Another of Harris’s interesting byways from high art to what was only just being called ‘popular culture’ is her description of the role played by the petrol company Shell-Mex’s advertising campaign, which featured gleaming posters of English landscapes painted by Ravilous, Piper, Dobson, Vanessa Bell and others. In these fine popular prints another England of prehistoric depth was revealed, presenting a kind of ageless landscape of priapic giants (modestly blotted by cloud shadow), fertile valleys, meandering streams and church towers beckoning the motorised tourist, with not a factory chimney in sight. Mass travel had now become a possibility and travelogues multiplied.
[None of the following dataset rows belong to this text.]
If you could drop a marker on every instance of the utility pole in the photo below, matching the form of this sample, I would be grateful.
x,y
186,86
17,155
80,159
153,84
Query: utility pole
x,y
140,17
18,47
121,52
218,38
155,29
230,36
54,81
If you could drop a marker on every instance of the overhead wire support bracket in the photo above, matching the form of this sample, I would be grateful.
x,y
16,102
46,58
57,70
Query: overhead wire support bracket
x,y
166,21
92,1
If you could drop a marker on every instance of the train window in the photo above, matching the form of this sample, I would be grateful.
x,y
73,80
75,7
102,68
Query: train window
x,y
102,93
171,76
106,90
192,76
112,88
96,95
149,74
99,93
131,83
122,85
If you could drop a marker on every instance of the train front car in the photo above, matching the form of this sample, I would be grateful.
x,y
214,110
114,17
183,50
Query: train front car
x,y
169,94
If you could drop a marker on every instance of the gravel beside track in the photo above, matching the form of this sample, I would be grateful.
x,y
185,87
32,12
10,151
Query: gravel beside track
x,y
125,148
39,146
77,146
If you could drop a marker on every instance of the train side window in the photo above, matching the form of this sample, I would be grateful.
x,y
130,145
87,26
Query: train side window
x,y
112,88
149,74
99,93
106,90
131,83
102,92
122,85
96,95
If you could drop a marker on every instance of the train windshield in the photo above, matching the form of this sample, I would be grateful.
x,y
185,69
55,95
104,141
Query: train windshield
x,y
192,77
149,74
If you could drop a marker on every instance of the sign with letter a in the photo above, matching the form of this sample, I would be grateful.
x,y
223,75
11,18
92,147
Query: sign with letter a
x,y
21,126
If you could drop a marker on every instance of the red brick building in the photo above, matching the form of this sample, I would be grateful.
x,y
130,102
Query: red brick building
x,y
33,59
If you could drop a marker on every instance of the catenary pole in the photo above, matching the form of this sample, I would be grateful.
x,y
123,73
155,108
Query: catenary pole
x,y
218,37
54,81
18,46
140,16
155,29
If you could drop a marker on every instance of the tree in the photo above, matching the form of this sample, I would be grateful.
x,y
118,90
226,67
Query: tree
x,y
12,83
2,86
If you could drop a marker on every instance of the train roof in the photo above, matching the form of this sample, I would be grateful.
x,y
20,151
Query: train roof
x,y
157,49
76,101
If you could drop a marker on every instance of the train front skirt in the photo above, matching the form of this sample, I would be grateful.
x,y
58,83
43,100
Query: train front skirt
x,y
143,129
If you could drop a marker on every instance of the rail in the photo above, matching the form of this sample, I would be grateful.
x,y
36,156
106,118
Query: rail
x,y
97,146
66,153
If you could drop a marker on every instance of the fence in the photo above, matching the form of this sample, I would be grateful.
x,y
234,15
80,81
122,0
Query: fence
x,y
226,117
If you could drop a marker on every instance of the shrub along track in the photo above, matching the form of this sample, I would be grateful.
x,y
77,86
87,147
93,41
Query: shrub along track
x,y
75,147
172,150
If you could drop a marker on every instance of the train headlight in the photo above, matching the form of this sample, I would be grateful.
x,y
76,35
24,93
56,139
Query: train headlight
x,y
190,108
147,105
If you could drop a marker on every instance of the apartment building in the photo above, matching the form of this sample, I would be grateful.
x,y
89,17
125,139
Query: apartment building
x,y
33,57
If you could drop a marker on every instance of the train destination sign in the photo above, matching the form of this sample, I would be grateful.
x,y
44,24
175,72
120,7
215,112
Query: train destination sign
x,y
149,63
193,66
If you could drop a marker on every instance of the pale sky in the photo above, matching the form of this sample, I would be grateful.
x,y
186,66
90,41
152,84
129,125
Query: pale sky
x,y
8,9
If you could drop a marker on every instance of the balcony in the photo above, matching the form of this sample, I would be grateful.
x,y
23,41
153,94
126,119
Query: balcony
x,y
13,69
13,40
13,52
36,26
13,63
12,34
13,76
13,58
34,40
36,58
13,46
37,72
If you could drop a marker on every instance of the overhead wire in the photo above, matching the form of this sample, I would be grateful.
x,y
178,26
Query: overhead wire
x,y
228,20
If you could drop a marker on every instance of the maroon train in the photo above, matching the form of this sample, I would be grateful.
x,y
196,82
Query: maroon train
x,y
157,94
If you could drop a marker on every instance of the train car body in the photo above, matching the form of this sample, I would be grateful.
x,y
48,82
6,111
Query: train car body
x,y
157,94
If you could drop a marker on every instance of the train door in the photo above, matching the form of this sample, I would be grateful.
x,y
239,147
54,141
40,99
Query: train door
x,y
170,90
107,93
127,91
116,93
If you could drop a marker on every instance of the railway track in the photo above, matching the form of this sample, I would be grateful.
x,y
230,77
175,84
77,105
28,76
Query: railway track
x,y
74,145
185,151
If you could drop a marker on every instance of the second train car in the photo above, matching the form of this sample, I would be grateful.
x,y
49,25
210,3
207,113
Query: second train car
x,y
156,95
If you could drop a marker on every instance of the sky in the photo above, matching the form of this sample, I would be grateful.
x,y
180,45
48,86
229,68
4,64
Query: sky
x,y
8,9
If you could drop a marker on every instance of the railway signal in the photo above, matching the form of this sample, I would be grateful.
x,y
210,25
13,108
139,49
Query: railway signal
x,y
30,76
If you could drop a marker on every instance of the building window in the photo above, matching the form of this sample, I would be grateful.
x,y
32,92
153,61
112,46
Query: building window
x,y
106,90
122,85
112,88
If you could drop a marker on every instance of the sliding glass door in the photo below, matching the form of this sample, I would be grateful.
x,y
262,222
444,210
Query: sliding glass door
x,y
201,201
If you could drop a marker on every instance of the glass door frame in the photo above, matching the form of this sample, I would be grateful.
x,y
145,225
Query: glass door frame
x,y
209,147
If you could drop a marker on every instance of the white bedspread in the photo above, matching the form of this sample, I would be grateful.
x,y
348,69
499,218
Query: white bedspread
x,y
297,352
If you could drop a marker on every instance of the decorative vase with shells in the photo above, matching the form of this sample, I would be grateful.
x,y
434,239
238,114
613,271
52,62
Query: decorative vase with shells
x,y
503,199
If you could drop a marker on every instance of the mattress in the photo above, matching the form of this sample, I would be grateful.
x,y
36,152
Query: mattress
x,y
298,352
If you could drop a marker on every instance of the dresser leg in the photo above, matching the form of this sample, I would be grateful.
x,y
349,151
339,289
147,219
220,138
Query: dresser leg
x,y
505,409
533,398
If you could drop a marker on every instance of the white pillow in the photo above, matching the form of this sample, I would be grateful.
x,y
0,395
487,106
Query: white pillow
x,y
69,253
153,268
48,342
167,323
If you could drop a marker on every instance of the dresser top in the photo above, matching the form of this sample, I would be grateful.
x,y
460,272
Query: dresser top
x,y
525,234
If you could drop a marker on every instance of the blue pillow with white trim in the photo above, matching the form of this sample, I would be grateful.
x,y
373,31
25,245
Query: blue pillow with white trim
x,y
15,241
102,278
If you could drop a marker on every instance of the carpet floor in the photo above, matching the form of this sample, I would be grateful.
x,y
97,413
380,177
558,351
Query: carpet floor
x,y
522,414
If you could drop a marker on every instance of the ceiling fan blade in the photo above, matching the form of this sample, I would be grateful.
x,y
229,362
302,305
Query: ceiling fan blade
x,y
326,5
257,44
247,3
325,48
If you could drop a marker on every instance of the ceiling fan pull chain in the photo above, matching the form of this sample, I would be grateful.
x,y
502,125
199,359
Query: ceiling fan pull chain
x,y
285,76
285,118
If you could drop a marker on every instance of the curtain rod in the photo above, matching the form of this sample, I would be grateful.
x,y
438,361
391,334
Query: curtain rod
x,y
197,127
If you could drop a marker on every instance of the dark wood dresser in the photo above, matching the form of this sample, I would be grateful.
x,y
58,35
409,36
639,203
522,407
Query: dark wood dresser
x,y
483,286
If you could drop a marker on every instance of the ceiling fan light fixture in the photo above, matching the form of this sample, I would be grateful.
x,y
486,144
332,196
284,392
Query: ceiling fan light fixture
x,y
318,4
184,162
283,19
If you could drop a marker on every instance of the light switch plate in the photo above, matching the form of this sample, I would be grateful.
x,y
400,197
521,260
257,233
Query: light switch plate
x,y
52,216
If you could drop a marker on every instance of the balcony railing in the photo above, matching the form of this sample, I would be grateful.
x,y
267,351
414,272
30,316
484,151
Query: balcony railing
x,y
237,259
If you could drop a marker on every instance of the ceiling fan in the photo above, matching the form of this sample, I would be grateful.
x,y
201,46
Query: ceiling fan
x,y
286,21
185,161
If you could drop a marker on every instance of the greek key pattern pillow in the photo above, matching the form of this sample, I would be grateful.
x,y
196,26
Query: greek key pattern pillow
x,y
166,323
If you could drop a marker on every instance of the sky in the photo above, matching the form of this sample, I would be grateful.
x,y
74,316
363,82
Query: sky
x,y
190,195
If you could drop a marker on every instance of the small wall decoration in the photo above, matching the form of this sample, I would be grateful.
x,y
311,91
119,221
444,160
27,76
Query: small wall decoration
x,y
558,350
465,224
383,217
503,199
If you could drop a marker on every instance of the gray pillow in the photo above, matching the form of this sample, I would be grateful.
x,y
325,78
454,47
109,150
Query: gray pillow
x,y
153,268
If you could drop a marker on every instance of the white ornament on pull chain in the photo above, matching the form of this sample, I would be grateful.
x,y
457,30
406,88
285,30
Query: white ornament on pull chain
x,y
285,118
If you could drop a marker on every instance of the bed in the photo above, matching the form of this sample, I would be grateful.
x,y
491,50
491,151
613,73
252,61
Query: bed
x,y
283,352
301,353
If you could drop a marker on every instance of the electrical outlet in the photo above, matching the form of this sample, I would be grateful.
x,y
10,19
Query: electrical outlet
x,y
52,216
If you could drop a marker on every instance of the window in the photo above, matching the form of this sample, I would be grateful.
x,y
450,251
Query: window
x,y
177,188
Some correction to Shell’s ‘England of villages’ was made by J B Priestley’s English Journey (1935) which, following in the tradition of Defoe and Cobbett , now traced a vision of England united by popular travel – ironically, over a million working people had been forced to move, usually south, because of unemployment – and no longer a place of discrete provinces. But for Priestley the north was also a part of England and he encouraged his readers to get out and look not just at beauty spots but at those parts less easy on the eye. This did indeed prompt George Orwell and Bill Brandt, as we have seen, to go and see industrial towns for themselves and record their experiences and feelings. It’s a pity Harris does not spend more time on this other England; Spencer and Nash, for example, both spend time in the industrial north but their contributions are not noted here.

This is a rewarding but ultimately limited book, beautifully written and illustrated, celebrating the peculiarities of the English of the inter-war period when continental modernism in art and architecture was domesticated and house trained. It is of course only one such story of ‘England’ in these years and one in which Bloomsbury and its outriders loom large. But England was at least two nations – and ‘Britain’ was considerably more. As already noted, the north of England features only fleetingly and Orwell’s Road to Wigan Pier (1936) is mentioned only in passing. But the author’s riposte could be that this is to misunderstand what the book is about. It’s about a certain kind of Romanticism, nurtured by writers and painters, who tried to imagine a modern but not modernist England, while preserving its continuities with the past. In this they hoped to establish a modernised English identity which both looked to the future but honoured its traditions. How far could this really be called modern, let alone modernist; after all if Betjeman could be inducted into the camp of the moderns then anyone could? In The Englishness of English Art (Peregrine Books, 1964) Nicolaus Pevsner was much less generously disposed to the work of the artists celebrated here. He believed they failed to interact with the spirit of the age in the way, for example, Hogarth and Blake so vigorously had and were not ‘wholly original interpreters’ but merely a mild reflection of continental movements (p.193). For Pevsner they were a pleasant diversion only.

How quickly the mood changed. The ‘Englishness’ of the 1930s writers and artists was rudely shoved aside by the post-war painting of Francis Bacon, the ‘kitchen sink’ theatre of Osborne and co., the Angry Young Men of literature, the northern working-class realist novels and Coronation Street. Their ambitions for the Anglican Church of becoming the centre of the national culture evaporated in a welter of radical social movements, commonwealth immigration and universal education. The mass media, American popular culture and ultimately, globalisation, were to transform ‘England’ in more ways than any could have imagined and even nostalgia could never be the same. Whether the aspirations of the writers and painters considered here are any more than a romantic detour into an elegant English cul de sac, is open for debate.